PALERMO – “Nei mari della Luna tuffi non se ne fanno: non c’è una goccia d’acqua, pesci non ce ne stanno… Che magnifico mare per chi non sa nuotare…”. Se, come ci ricorda Gianni Rodari in una delle sue magnifiche filastrocche, sulla Luna non c’è acqua, sulla Terra invece mari e oceani occupano circa il 71% della sua superficie. Ma sino al 5 marzo scorso non esisteva una normativa internazionale per proteggere il loro prezioso ecosistema, di importanza vitale per l’umanità: gli oceani producono infatti la metà dell’ossigeno che respiriamo, rappresentano il 95% della biosfera del pianeta e assorbono circa il 30% di anidride carbonica, limitando il riscaldamento climatico.

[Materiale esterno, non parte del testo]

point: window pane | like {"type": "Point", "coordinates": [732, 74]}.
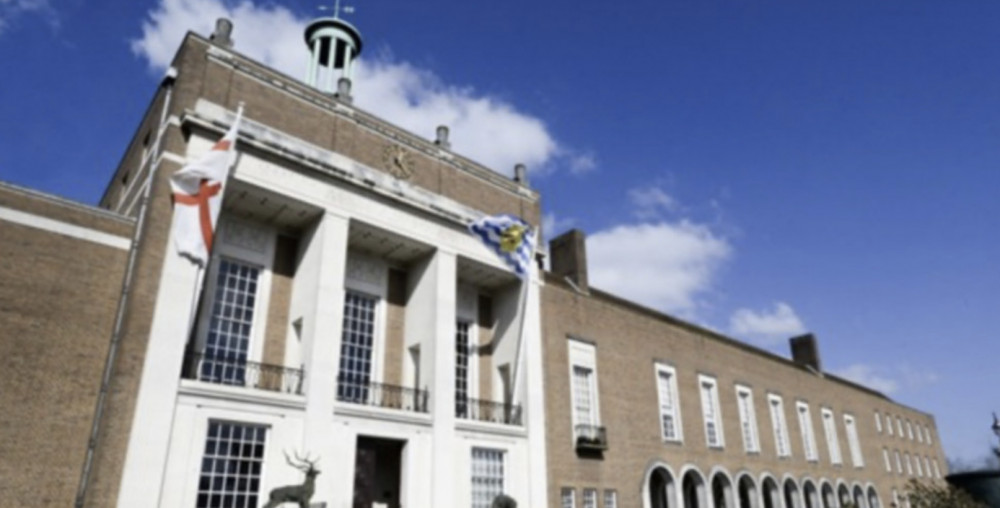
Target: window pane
{"type": "Point", "coordinates": [461, 368]}
{"type": "Point", "coordinates": [356, 347]}
{"type": "Point", "coordinates": [228, 336]}
{"type": "Point", "coordinates": [581, 388]}
{"type": "Point", "coordinates": [230, 472]}
{"type": "Point", "coordinates": [487, 476]}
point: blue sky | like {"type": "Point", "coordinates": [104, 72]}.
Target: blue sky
{"type": "Point", "coordinates": [772, 167]}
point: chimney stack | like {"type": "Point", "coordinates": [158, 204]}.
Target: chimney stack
{"type": "Point", "coordinates": [344, 90]}
{"type": "Point", "coordinates": [521, 174]}
{"type": "Point", "coordinates": [805, 351]}
{"type": "Point", "coordinates": [222, 36]}
{"type": "Point", "coordinates": [568, 254]}
{"type": "Point", "coordinates": [442, 137]}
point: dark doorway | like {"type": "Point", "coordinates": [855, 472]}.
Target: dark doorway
{"type": "Point", "coordinates": [661, 489]}
{"type": "Point", "coordinates": [376, 472]}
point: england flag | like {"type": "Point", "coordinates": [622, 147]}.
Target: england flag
{"type": "Point", "coordinates": [197, 189]}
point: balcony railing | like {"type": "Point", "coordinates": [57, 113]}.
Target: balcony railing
{"type": "Point", "coordinates": [369, 393]}
{"type": "Point", "coordinates": [488, 411]}
{"type": "Point", "coordinates": [231, 371]}
{"type": "Point", "coordinates": [591, 438]}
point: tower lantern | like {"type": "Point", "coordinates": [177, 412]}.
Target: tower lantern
{"type": "Point", "coordinates": [333, 45]}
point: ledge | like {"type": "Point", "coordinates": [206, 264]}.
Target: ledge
{"type": "Point", "coordinates": [240, 394]}
{"type": "Point", "coordinates": [490, 428]}
{"type": "Point", "coordinates": [377, 413]}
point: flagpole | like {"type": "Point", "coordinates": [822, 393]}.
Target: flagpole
{"type": "Point", "coordinates": [203, 268]}
{"type": "Point", "coordinates": [525, 288]}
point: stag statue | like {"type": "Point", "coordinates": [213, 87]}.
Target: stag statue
{"type": "Point", "coordinates": [300, 494]}
{"type": "Point", "coordinates": [503, 501]}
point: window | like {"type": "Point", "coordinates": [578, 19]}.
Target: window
{"type": "Point", "coordinates": [227, 342]}
{"type": "Point", "coordinates": [583, 378]}
{"type": "Point", "coordinates": [830, 431]}
{"type": "Point", "coordinates": [583, 409]}
{"type": "Point", "coordinates": [461, 368]}
{"type": "Point", "coordinates": [356, 347]}
{"type": "Point", "coordinates": [230, 467]}
{"type": "Point", "coordinates": [805, 426]}
{"type": "Point", "coordinates": [610, 499]}
{"type": "Point", "coordinates": [487, 476]}
{"type": "Point", "coordinates": [748, 419]}
{"type": "Point", "coordinates": [666, 387]}
{"type": "Point", "coordinates": [852, 441]}
{"type": "Point", "coordinates": [710, 410]}
{"type": "Point", "coordinates": [777, 409]}
{"type": "Point", "coordinates": [568, 498]}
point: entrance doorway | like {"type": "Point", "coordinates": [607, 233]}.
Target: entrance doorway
{"type": "Point", "coordinates": [377, 472]}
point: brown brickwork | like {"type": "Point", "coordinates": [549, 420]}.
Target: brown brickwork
{"type": "Point", "coordinates": [485, 324]}
{"type": "Point", "coordinates": [395, 325]}
{"type": "Point", "coordinates": [630, 339]}
{"type": "Point", "coordinates": [283, 273]}
{"type": "Point", "coordinates": [57, 307]}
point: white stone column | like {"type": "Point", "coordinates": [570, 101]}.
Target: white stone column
{"type": "Point", "coordinates": [439, 284]}
{"type": "Point", "coordinates": [149, 440]}
{"type": "Point", "coordinates": [318, 300]}
{"type": "Point", "coordinates": [534, 395]}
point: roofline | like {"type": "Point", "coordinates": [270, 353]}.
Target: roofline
{"type": "Point", "coordinates": [553, 279]}
{"type": "Point", "coordinates": [426, 146]}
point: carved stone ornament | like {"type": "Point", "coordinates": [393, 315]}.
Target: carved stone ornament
{"type": "Point", "coordinates": [245, 236]}
{"type": "Point", "coordinates": [364, 269]}
{"type": "Point", "coordinates": [398, 161]}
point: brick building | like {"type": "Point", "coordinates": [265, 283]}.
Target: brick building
{"type": "Point", "coordinates": [347, 314]}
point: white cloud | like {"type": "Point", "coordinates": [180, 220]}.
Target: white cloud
{"type": "Point", "coordinates": [651, 202]}
{"type": "Point", "coordinates": [869, 376]}
{"type": "Point", "coordinates": [767, 327]}
{"type": "Point", "coordinates": [665, 265]}
{"type": "Point", "coordinates": [484, 128]}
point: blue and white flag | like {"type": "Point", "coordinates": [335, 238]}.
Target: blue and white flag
{"type": "Point", "coordinates": [510, 237]}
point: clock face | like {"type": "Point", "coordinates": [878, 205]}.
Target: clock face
{"type": "Point", "coordinates": [398, 161]}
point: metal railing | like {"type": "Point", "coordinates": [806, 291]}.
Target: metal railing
{"type": "Point", "coordinates": [591, 437]}
{"type": "Point", "coordinates": [369, 393]}
{"type": "Point", "coordinates": [488, 411]}
{"type": "Point", "coordinates": [235, 372]}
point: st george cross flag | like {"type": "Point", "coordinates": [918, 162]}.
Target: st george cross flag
{"type": "Point", "coordinates": [510, 237]}
{"type": "Point", "coordinates": [197, 191]}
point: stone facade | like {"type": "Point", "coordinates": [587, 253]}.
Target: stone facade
{"type": "Point", "coordinates": [630, 341]}
{"type": "Point", "coordinates": [60, 282]}
{"type": "Point", "coordinates": [429, 274]}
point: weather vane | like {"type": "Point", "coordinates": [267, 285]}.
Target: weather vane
{"type": "Point", "coordinates": [347, 9]}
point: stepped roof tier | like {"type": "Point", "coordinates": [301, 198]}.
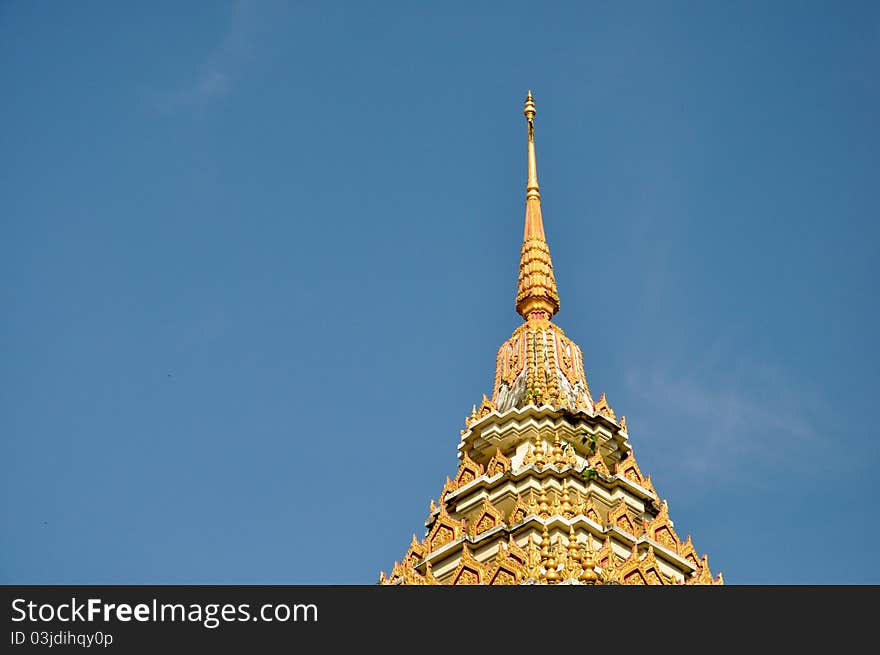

Purtroppo il cosiddetto “Alto mare” – quello che si trova oltre 200 miglia nautiche dalle coste, al di fuori delle giurisdizioni nazionali – è stato a lungo trascurato dalla legislazione ambientale. Infatti, finora, nessun governo si era assunto la responsabilità della tutela e della gestione sostenibile delle risorse dell’Alto Mare, il che ha reso quest’ambiente particolarmente vulnerabile, con conseguente perdita di biodiversità e habitat. Secondo gli esperti, tra il 10% e il 15% delle specie marine è già a rischio estinzione, minacciate da inquinamento di ogni tipo, acidificazione delle acque e pesca eccessiva.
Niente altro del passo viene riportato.